Sheetz, one of the fastest-growing, family-owned convenience stores in the world, operates more than 470 locations across six states in the Mid-Atlantic region and employs 15,000 people. After outgrowing its legacy warehouse management system (WMS), the company implemented a configurable WMS capable of flexible growth.
The company has a single campus with two shipping facilities: a distribution center that handles the company’s full product line and a commissary in which fresh goods are baked and prepared. Products from the DC are shipped out three times per week, while items from the commissary leave seven days per week.

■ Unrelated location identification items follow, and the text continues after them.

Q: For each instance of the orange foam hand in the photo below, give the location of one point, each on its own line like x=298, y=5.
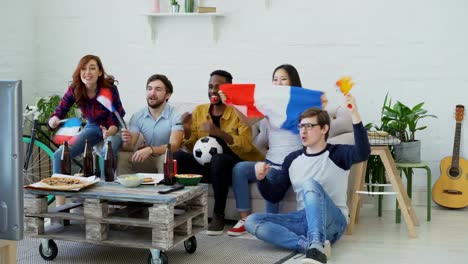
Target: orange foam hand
x=345, y=84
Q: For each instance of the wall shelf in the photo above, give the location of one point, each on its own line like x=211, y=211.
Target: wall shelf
x=153, y=17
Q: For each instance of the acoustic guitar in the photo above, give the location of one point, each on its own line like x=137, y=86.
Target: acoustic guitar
x=451, y=189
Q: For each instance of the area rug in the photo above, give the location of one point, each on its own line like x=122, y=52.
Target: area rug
x=210, y=250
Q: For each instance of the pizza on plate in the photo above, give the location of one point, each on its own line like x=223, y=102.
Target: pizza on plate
x=63, y=183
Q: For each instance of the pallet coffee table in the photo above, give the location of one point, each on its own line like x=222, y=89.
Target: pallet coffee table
x=162, y=222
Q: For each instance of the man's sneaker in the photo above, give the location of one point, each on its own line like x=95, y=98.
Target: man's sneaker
x=238, y=229
x=314, y=256
x=216, y=226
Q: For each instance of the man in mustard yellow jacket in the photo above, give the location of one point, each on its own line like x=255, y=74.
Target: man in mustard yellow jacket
x=223, y=123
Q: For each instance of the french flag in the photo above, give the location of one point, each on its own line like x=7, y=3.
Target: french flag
x=67, y=131
x=281, y=104
x=105, y=98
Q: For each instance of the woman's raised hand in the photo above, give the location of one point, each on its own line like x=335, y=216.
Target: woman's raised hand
x=54, y=122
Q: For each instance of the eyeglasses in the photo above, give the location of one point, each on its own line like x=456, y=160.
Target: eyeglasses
x=307, y=126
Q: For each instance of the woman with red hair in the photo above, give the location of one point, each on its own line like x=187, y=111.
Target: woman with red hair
x=89, y=81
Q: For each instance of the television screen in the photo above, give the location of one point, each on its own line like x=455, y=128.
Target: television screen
x=11, y=160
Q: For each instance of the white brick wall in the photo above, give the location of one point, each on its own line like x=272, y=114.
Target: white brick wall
x=416, y=50
x=17, y=43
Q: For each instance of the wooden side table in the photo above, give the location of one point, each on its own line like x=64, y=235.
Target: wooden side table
x=393, y=175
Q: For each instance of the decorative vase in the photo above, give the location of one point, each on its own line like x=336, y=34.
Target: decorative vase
x=175, y=8
x=156, y=6
x=189, y=6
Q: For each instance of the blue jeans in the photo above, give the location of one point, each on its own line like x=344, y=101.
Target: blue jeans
x=320, y=220
x=93, y=134
x=243, y=174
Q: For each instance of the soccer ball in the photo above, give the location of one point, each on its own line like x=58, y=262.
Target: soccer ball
x=204, y=150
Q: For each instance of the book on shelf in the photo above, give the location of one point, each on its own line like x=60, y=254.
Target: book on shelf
x=206, y=9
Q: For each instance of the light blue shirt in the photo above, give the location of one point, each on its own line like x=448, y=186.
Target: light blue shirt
x=156, y=132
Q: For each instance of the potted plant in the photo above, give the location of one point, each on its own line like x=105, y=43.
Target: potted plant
x=175, y=6
x=401, y=121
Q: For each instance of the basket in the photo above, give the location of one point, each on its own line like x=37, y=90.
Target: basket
x=188, y=179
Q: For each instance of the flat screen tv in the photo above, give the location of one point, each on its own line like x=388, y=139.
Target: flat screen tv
x=11, y=160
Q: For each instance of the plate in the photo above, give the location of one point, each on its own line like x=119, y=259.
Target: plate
x=155, y=177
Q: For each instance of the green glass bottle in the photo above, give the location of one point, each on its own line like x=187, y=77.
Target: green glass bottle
x=189, y=6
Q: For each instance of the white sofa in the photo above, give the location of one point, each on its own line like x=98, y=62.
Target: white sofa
x=341, y=132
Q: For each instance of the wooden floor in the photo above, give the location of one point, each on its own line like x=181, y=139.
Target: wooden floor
x=381, y=240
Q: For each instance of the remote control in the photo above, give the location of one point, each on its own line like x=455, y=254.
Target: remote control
x=172, y=189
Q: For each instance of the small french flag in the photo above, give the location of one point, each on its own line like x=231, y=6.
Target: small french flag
x=281, y=104
x=67, y=131
x=105, y=98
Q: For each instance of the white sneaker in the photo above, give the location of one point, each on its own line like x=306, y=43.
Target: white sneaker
x=238, y=229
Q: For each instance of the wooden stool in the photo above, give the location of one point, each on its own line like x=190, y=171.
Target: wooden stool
x=8, y=251
x=407, y=168
x=402, y=197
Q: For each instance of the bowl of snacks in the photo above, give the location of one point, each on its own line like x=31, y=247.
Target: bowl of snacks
x=188, y=179
x=130, y=180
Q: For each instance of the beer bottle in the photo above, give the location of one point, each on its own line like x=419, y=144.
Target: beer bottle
x=169, y=178
x=109, y=164
x=65, y=159
x=88, y=169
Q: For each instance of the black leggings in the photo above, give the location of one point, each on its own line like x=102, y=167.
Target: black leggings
x=219, y=174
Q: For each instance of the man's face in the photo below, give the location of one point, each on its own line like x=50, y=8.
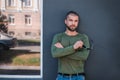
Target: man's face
x=72, y=22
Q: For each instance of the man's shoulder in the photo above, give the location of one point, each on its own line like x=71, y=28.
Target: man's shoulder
x=82, y=34
x=59, y=34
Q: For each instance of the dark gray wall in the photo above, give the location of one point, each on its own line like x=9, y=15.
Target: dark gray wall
x=100, y=20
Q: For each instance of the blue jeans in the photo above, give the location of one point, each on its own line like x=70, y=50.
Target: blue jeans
x=79, y=77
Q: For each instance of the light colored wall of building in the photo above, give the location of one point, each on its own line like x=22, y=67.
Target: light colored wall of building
x=20, y=27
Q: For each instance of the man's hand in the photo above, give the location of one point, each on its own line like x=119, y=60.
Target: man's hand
x=59, y=45
x=78, y=44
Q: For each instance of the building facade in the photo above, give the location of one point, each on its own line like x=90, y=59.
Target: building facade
x=24, y=18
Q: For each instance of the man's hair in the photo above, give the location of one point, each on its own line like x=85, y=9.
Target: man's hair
x=72, y=12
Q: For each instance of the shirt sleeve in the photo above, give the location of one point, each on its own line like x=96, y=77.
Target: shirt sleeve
x=60, y=52
x=81, y=54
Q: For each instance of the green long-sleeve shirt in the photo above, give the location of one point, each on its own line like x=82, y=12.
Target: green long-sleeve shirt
x=70, y=61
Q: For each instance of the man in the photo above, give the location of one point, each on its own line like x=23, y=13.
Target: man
x=69, y=48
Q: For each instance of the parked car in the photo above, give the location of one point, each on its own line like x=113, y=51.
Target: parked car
x=7, y=41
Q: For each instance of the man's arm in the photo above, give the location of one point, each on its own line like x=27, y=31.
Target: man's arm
x=58, y=50
x=83, y=53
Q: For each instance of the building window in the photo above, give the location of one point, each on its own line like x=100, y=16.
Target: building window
x=11, y=2
x=27, y=33
x=28, y=20
x=27, y=3
x=11, y=19
x=12, y=33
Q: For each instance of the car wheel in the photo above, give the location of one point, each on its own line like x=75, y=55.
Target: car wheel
x=1, y=47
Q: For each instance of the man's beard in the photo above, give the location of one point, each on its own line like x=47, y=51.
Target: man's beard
x=70, y=29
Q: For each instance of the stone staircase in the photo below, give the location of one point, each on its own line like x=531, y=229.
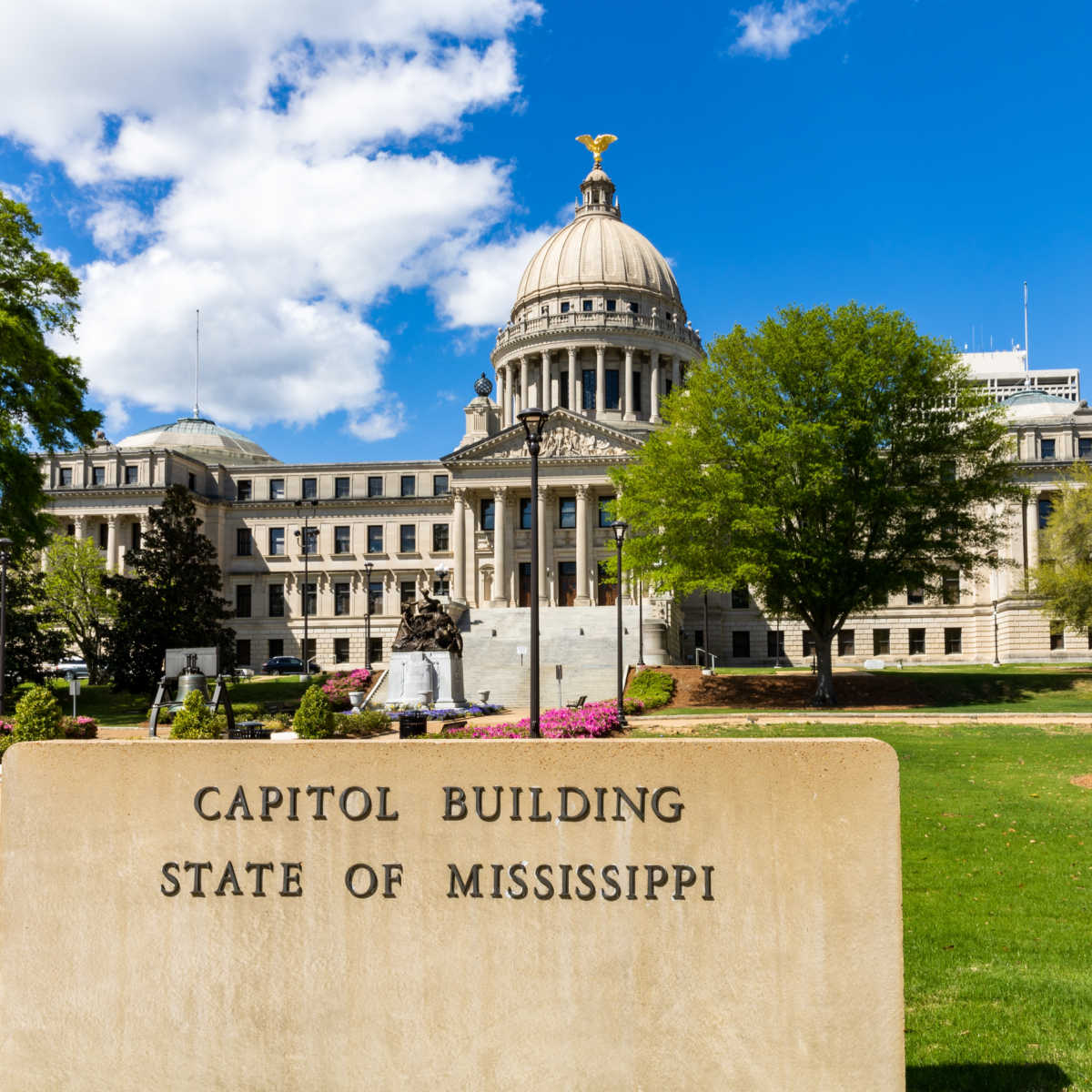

The company had outgrown its legacy WMS, which was no longer supported by its supplier. The company implemented a smaller WMS, but the resulting operational performance fell short. Ideally, the new system would use existing hardware, require minimal training for the 200 DC employees and serve shipping, warehousing and manufacturing needs. Sheetz worked with a supply chain and logistics consulting firm (St. Onge, stonge.com) to help with the search process.
After a search and selection process that included a trial period in which finalists processed real data from the company, Sheetz chose a WMS (HighJump, highjump.com) that provides a directed, optimized workflow for receiving, put-away/flow-through, inventory management, replenishment and more. Built on an open architecture, the solution is highly adaptable.
“We based our choice on its ability to configure to our needs and react to our changing processes. This was very important to us,” says Eric Foose, software services manager. “This was the only solution that actually showed us how we could do it ourselves. Our IT team couldn’t believe it.”
The team configured the system to reflect aspects of the previous WMS, saving significant training time and cost. Foose notes improved efficiency and accuracy, including an increase in pick rates, a more streamlined process to return excess ingredients to inventory and fewer steps in the production receiving process. The company now has an improved process for end-of-day inventory adjustments, the ability to assign ingredients to a specific day production batch, and improved visibility into transaction history.
Sheetz is constructing a campus in Burlington, N.C., that will include a DC and commissary to serve area stores in 2014. The company is planning to configure the new location as part of its existing centralized WMS deployment and will be executing the rollout with its own in-house team.